Chapter 6: The Dinner
The estate was outside Madrid. Far enough to lose signal. Stone walls. Cypress trees. The kind of quiet that gets inherited.
I arrived early. On purpose. A habit I was developing. Not to impress but to observe.
A housekeeper let me in and offered nothing but a glance at my shoes. No names were exchanged.
Inside, the ceilings were impossibly high. Art everywhere. Not gallery pieces, lived-in pieces. Layers. Age. Money.
Alexandre was already there, sitting near the garden with two guests I didn’t recognise. One American, one Spanish. Both carried themselves like men who’d never had to explain themselves to anyone.
He stood when he saw me, smiling with that effortless familiarity he wore like a cologne.
“You came. Good.”
He introduced me not by name, but by domain.
“He works with asset-backed collections. Very discreet. Serious taste.”
I nodded, offered small words, kept the tempo light.
They didn’t press. In these circles, mystery is more valuable than biography.
Dinner was outside, beneath twisted iron lamps and thick tree cover. Wine flowed. Stories meandered. No one checked their phones.
The RM stayed tucked under my cuff, but I caught one of the guests glancing. Not at me but at the curve of carbon when I raised my glass. Noticed. Not spoken of.
Halfway through the meal, Alexandre disappeared inside. He returned with a small wooden box, plain, but clearly important. He placed it gently on the table.

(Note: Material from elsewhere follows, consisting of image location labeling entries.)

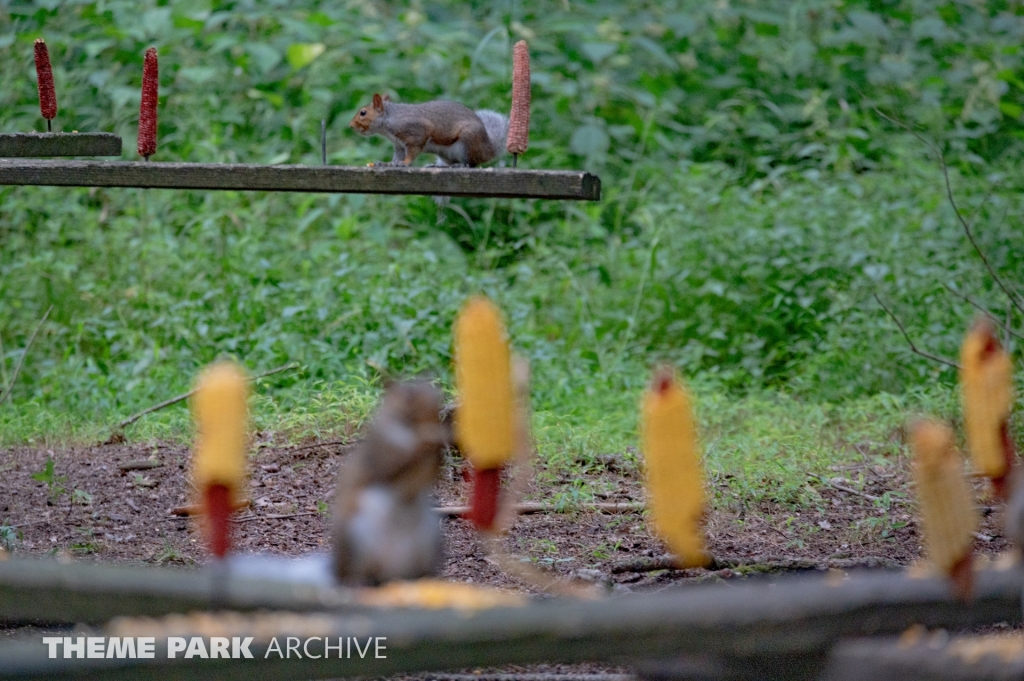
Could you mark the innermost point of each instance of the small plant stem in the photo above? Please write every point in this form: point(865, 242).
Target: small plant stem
point(179, 398)
point(20, 360)
point(3, 367)
point(974, 303)
point(913, 348)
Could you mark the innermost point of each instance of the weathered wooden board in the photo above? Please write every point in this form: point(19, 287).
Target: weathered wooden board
point(794, 616)
point(961, 658)
point(50, 592)
point(480, 182)
point(18, 144)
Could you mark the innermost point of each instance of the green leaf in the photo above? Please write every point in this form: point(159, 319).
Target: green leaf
point(302, 54)
point(1011, 110)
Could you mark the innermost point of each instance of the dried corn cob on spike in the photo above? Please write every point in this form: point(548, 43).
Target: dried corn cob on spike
point(675, 479)
point(518, 137)
point(483, 379)
point(986, 383)
point(147, 109)
point(219, 457)
point(948, 513)
point(44, 77)
point(484, 420)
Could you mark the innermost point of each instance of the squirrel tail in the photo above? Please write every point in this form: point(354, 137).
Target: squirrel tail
point(497, 126)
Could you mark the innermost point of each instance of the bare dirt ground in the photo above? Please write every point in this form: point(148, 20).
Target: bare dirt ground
point(86, 507)
point(89, 508)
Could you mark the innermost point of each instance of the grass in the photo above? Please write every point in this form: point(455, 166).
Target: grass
point(754, 206)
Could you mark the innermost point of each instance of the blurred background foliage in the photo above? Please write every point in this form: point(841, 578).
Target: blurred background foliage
point(755, 201)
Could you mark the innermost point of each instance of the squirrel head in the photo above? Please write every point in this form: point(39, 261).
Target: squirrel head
point(364, 120)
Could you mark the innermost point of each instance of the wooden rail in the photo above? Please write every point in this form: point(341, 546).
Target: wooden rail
point(35, 144)
point(50, 592)
point(796, 618)
point(480, 182)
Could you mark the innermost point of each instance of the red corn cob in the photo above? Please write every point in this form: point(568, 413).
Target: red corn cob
point(218, 513)
point(518, 138)
point(147, 110)
point(44, 74)
point(483, 504)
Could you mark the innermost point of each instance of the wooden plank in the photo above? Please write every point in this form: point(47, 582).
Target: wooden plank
point(46, 591)
point(794, 618)
point(494, 182)
point(961, 658)
point(18, 144)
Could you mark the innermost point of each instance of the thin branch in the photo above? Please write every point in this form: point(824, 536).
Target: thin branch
point(913, 348)
point(174, 400)
point(536, 507)
point(1012, 295)
point(755, 563)
point(20, 360)
point(3, 367)
point(843, 487)
point(300, 448)
point(985, 311)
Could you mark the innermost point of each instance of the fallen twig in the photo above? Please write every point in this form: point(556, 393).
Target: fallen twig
point(843, 487)
point(984, 311)
point(537, 507)
point(754, 563)
point(528, 677)
point(313, 445)
point(197, 509)
point(17, 368)
point(174, 400)
point(1012, 295)
point(138, 465)
point(273, 516)
point(913, 348)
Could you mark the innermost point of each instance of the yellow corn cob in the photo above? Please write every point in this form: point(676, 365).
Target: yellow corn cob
point(221, 419)
point(947, 510)
point(986, 378)
point(675, 479)
point(483, 422)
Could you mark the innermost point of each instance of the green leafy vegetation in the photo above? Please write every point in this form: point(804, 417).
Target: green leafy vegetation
point(755, 204)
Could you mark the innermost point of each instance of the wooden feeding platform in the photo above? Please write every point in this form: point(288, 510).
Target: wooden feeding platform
point(34, 144)
point(475, 182)
point(793, 623)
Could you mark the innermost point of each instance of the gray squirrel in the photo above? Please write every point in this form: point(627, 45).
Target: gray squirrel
point(456, 133)
point(385, 526)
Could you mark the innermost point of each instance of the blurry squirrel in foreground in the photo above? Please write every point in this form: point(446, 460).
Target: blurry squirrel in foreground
point(457, 134)
point(385, 526)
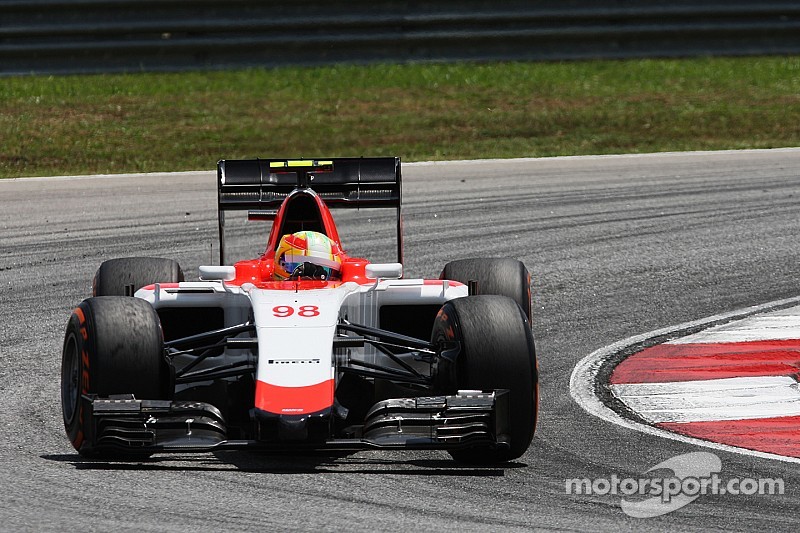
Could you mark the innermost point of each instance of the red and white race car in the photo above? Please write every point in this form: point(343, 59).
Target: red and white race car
point(304, 347)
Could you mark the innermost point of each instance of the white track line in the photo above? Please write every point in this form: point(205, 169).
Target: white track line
point(757, 328)
point(463, 161)
point(583, 382)
point(712, 399)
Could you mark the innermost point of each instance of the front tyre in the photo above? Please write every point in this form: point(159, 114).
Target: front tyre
point(112, 345)
point(496, 352)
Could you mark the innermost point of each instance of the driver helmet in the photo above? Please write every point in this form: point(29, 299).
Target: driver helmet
point(305, 247)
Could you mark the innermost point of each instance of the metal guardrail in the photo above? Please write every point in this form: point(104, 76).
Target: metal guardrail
point(81, 36)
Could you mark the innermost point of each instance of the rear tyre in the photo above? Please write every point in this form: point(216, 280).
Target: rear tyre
point(495, 275)
point(496, 352)
point(112, 345)
point(115, 276)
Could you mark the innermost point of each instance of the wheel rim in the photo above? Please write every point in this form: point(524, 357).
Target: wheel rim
point(70, 379)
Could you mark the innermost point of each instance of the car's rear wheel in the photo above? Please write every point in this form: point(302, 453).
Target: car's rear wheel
point(116, 277)
point(112, 345)
point(494, 275)
point(496, 352)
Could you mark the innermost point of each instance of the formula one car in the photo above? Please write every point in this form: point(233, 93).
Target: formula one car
point(304, 347)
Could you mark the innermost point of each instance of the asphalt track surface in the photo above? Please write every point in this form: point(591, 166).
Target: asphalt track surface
point(617, 246)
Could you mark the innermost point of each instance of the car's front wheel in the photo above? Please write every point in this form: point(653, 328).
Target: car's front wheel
point(112, 345)
point(495, 351)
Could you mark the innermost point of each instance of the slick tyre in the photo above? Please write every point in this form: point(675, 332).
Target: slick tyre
point(495, 275)
point(496, 352)
point(116, 276)
point(112, 345)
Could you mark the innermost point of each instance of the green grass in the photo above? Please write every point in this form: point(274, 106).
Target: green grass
point(187, 121)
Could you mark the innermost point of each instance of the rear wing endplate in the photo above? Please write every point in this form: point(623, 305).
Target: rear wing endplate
point(261, 185)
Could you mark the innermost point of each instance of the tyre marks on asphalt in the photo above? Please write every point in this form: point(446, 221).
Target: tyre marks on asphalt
point(734, 384)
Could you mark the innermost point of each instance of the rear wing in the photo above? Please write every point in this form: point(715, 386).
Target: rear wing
point(260, 186)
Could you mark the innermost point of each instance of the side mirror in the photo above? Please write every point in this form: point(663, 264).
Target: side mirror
point(384, 270)
point(217, 273)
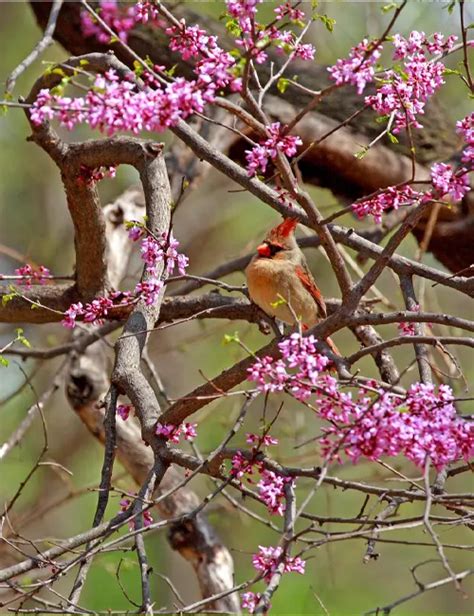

“Something I never show anyone,” he said.
The table leaned in, just slightly.
He opened the lid.
Inside: a Richard Mille.
White strap. Forged carbon. Skeleton dial. Older. Untouched. Not worn. Not displayed.
Loved, in a very specific kind of way.
“My uncle gave it to me,” Alexandre said. “Didn’t tell me anything about it. Just said to keep it close, even if I didn’t know why.”
The Spanish man leaned in.
“You ever wear it?”
Alexandre smiled faintly.
“Never outside. It doesn’t feel like mine. But it… fits. Somehow.”
His eyes shifted to me.
“You seem to know how to wear yours. What do you make of this?”
I took a beat, then spoke.
“It reminds me of mine. Not because they look the same. But because neither was made to be passed around.”
He tilted his head.
“Go on.”
I kept my tone quiet.
“Most watches are meant to be seen. This one feels like it was meant to be held. Certain pieces… they carry history that wasn’t written down. You feel it, even if you don’t know why.”
He stared at it, then back at me.
“You think people would care?”
“The ones who know what they’re looking at? They’d care a lot.”
There was a pause.
Later, as guests filtered back inside for dessert, Alexandre lingered.
He didn’t say anything at first. Just turned the watch over in his hand, slowly like he was reading something that had always been there.
Then:
“If I ever wanted to part with it… I wouldn’t sell it. I’d give it to someone who understood it.”
He didn’t look at me when he said it. But he didn’t need to.